Sunday, December 2, 2018

Screenwriter Dennis Lehane Travels Down the ‘Silk Road’





Screenwriter 
Dennis Lehane 
Travels Down
the ‘Silk Road’


Michael Ladiona
OCTOBER 16TH, 2013 - 4:19 PM



The controversial online marketplace Silk Road has been the topic of a lot of news lately. The website is responsible for $1 billion in illegal drugs and services transactions, offering a marketplace for drug sales, tutorials on how to hack ATMs, forged drivers licenses, passports, Social Security cards, and at one point it was a place to buy and sell firearms. A few weeks ago FBI agents from New York and San Francisco arrested Ross William Ulbricht who claims to be the head of the digital black market. Today, in a Deadline exclusive, it was reported that 20th Century Fox and Chernin Entertainment has hired Dennis Lehane to pen the adaptation of an article about Silk Road from Epic Website.
In 2014, Fox Searchlight and Chernin Entertainment is bringing Dennis Lehane’s debut feature as a screenwriter to the big-screen with the film Animal Rescue. However, Lehane’s written word isn’t a stranger to the cinemas, as adaptations of his novels have gone on to become huge commercial and critical successes. The word was introduced to the directing-side of Ben Affleck through an adaptation of Dennis Lehane’s Gone Baby Gone. Affleck also directed the adaptation of Lehane’s Live By Night. Clint Eastwood and Martin Scorsese have also brought Lehane to the big screen with Mystic River and Shutter Island, respectively, and the novelist has  penned episodes for two acclaimed HBO Original Series, The Wire and Boardwalk Empire.

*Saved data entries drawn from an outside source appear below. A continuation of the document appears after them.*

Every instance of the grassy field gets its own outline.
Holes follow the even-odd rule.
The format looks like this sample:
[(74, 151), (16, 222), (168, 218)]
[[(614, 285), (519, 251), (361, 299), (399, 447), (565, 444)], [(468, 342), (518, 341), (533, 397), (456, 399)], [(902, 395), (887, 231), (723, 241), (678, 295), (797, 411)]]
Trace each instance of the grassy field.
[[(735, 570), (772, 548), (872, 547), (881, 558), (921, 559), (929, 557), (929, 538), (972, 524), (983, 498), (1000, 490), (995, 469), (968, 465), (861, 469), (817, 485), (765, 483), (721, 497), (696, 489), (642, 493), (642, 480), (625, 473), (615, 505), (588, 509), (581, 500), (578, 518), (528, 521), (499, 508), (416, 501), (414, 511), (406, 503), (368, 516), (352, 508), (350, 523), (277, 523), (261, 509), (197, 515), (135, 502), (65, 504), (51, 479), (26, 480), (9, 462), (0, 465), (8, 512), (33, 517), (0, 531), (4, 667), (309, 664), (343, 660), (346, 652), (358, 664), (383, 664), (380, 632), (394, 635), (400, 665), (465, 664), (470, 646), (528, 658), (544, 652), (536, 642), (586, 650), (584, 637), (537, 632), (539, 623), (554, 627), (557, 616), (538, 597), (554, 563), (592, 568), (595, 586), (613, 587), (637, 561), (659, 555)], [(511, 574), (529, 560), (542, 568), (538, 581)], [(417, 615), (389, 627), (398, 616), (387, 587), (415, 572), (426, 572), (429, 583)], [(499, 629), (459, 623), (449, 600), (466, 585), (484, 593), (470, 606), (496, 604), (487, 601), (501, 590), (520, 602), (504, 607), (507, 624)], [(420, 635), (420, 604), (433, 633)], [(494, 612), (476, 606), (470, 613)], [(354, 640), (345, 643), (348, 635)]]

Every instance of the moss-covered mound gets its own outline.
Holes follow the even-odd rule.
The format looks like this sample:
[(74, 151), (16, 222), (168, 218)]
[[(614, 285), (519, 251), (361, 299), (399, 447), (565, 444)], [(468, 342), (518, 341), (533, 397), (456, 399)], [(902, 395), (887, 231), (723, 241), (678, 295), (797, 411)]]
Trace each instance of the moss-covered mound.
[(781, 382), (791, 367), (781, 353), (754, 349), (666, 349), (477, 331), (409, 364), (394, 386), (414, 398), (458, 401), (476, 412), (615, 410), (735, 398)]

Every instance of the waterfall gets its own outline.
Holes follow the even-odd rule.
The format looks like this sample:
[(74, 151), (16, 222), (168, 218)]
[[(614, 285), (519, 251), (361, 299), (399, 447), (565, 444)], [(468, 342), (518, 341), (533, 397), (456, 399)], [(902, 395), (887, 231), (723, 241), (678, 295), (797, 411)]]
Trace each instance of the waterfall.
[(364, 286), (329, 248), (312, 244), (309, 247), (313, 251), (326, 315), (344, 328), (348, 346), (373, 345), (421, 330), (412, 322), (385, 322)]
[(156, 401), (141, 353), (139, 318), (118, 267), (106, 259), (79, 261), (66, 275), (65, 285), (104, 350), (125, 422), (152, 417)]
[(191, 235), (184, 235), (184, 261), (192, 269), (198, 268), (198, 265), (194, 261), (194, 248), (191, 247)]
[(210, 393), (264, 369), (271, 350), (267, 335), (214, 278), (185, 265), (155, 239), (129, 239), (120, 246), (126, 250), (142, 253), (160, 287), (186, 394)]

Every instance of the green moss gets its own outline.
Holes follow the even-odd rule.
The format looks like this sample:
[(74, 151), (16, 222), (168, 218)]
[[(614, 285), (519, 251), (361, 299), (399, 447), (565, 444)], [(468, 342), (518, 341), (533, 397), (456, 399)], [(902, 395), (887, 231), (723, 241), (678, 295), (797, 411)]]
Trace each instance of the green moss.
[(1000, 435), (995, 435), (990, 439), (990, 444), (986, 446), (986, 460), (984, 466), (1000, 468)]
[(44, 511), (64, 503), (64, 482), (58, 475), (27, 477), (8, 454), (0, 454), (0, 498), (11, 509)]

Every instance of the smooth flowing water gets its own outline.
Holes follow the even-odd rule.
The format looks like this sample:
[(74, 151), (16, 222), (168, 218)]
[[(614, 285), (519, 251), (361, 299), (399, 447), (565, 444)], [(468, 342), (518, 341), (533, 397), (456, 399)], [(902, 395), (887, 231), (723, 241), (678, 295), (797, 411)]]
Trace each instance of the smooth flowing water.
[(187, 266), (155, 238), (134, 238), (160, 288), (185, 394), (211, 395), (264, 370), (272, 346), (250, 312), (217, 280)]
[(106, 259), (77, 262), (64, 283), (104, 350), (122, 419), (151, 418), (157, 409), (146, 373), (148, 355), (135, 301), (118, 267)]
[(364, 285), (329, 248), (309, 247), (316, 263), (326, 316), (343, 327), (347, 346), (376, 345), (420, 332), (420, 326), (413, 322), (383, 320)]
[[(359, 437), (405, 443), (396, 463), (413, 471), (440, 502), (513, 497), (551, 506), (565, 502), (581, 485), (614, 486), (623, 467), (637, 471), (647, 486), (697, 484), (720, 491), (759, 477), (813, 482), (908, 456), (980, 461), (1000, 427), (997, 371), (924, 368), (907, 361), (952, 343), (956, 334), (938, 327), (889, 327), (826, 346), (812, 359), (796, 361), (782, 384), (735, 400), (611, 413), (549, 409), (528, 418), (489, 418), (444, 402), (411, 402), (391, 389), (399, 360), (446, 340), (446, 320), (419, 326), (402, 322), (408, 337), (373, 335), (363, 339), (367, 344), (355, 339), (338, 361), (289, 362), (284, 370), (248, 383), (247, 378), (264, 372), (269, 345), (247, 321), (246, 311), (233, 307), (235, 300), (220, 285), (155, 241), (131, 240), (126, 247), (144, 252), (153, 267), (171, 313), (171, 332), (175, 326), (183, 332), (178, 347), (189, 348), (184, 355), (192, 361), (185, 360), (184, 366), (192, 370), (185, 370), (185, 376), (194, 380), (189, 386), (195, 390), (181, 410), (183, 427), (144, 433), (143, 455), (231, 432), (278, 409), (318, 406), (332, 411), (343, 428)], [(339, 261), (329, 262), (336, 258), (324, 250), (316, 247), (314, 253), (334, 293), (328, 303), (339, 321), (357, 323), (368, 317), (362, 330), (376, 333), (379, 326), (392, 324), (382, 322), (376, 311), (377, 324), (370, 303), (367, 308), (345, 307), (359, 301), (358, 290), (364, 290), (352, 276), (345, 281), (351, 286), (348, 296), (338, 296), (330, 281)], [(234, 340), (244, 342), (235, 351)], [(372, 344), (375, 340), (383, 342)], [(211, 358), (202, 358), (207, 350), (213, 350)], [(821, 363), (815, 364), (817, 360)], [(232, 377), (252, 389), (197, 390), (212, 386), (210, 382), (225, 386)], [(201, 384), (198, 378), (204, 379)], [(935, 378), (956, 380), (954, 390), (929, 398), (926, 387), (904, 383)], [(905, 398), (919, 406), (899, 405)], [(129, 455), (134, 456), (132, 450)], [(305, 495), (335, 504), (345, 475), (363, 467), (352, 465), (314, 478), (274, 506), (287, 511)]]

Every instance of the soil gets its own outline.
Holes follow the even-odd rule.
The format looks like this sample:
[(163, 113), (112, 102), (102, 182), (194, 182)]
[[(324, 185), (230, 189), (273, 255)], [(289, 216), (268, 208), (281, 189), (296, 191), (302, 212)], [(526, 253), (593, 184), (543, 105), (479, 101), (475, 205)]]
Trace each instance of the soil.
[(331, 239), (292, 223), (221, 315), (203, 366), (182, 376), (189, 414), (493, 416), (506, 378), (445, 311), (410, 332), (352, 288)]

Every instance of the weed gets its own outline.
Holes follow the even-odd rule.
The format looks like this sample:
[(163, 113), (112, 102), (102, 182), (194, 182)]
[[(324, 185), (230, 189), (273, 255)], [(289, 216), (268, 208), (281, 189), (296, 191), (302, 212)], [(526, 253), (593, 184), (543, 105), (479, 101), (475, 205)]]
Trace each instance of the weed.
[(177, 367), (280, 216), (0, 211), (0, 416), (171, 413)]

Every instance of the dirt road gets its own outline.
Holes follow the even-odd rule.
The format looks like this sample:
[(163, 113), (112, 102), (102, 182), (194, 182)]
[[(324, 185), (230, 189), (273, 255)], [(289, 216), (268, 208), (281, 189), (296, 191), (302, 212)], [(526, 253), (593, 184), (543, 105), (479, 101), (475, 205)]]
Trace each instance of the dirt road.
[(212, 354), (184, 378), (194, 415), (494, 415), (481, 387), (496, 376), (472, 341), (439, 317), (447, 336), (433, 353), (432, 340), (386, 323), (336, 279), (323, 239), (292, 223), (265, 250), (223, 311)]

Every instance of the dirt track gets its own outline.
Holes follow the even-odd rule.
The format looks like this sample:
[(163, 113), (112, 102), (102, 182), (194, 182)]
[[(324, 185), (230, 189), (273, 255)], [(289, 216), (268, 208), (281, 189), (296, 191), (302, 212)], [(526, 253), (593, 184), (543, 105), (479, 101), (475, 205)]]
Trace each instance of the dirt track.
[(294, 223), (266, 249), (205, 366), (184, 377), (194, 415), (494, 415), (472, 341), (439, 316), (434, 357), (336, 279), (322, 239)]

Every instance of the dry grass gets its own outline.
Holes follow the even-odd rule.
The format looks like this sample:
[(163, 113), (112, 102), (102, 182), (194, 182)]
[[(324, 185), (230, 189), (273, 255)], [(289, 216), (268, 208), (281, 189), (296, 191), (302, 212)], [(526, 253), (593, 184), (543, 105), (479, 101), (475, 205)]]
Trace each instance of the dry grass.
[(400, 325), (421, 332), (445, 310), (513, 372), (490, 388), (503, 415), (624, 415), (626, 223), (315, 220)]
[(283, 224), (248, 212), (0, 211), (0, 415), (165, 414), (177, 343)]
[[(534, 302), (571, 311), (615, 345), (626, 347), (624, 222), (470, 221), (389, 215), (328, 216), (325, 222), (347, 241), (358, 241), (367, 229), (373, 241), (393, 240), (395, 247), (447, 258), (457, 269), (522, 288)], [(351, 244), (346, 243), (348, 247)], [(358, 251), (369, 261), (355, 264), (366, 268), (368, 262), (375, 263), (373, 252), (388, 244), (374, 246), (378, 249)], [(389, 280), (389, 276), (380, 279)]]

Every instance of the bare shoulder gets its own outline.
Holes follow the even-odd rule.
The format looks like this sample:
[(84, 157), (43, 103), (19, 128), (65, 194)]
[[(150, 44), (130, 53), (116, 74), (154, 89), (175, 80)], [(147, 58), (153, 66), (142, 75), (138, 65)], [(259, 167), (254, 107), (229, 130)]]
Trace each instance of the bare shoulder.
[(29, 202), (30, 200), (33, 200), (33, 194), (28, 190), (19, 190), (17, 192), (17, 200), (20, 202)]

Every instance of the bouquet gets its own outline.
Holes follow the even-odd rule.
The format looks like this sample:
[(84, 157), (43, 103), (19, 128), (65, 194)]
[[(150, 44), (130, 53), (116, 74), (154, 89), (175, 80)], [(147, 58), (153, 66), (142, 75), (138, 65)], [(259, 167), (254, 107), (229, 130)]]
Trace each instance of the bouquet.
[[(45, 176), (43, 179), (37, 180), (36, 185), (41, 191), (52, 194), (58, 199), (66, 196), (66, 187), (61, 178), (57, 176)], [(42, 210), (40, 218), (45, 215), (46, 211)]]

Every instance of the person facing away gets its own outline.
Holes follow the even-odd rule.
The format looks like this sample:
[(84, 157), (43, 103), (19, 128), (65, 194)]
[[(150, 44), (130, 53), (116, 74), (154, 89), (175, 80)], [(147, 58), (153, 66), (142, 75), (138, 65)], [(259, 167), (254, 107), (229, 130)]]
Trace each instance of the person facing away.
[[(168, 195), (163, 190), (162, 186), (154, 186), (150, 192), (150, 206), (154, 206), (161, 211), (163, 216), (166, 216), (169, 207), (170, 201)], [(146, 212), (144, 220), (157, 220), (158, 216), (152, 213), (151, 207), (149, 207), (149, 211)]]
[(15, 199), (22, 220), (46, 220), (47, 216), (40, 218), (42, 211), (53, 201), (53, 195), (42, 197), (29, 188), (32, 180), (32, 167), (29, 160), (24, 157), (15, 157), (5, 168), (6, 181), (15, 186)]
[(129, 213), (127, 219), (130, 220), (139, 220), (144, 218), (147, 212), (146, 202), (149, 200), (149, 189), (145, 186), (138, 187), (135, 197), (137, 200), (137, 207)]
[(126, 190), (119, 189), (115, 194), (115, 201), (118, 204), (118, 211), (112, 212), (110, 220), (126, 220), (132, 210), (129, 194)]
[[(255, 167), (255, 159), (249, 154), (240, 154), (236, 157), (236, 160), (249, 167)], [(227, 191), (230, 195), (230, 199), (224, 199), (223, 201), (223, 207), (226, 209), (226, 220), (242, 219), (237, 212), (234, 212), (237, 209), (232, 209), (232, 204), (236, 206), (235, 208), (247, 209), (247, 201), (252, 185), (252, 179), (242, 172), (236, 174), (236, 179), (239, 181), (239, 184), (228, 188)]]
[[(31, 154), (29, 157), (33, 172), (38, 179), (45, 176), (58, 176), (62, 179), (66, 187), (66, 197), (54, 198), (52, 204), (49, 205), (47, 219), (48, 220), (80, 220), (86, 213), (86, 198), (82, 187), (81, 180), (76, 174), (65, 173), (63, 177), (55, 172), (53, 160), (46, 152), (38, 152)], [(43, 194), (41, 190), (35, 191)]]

The article that is going to serve as the basis for Silk Road is going to be written by Joshua Davis for his company Epic, which has a first-look deal with Fox to produce films adapted from articles the company publishes. Josh Bearman, Davis’s partner at Epic, wrote the article that went on to become Ben Affleck’s Argo. While producers haven’t released an official synopsis, the story will most-likely center around the Dread Pirate Roberts – that’s right, from The Princess Bride.

The Dread Pirate Roberts was the name that Ross William Ulbricht hid behind when managing the operations of Silk Road. According to an interview with Forbes, Ulbricht was handed the name from the original creator of the Silk Road online marketplace, much like the Dread Pirate Roberts was a name inherited by Cary Elwes character Westley  in The Princess Bride from the pirate captain who had kidnapped Westley, only to end up grooming him to succeed him as captain.
Ross William Ulbricht
Ross William Ulbricht, mastermind behind the online black marketplace Silk Road
The end of Ross William Ulbricht as the Dread Pirate Roberts was fraught with much drama. At first Ulbricht was beloved, Forbes recalled members on the site referring to the Dread Pirate Roberts as “our own Che Guevara” and a “name [that] will live [on] among the greatest men and women in history as a soldier of justice and freedom.” Eventually attacks from competitors, undercover agents, and a thieving former employer would soon threaten the legacy of the Dread Pirate Roberts, forcing Ulbricht’s to resort to famously contracting a hitman through the Silk Road.

With Dennis Lehane and Joshua Davis’ combined tracked record, the Silk Roadmotion picture has the potential to be both a dark character-drama, and gritty crime-tale that will attract Oscar-worthy talent both in front of and behind the camera.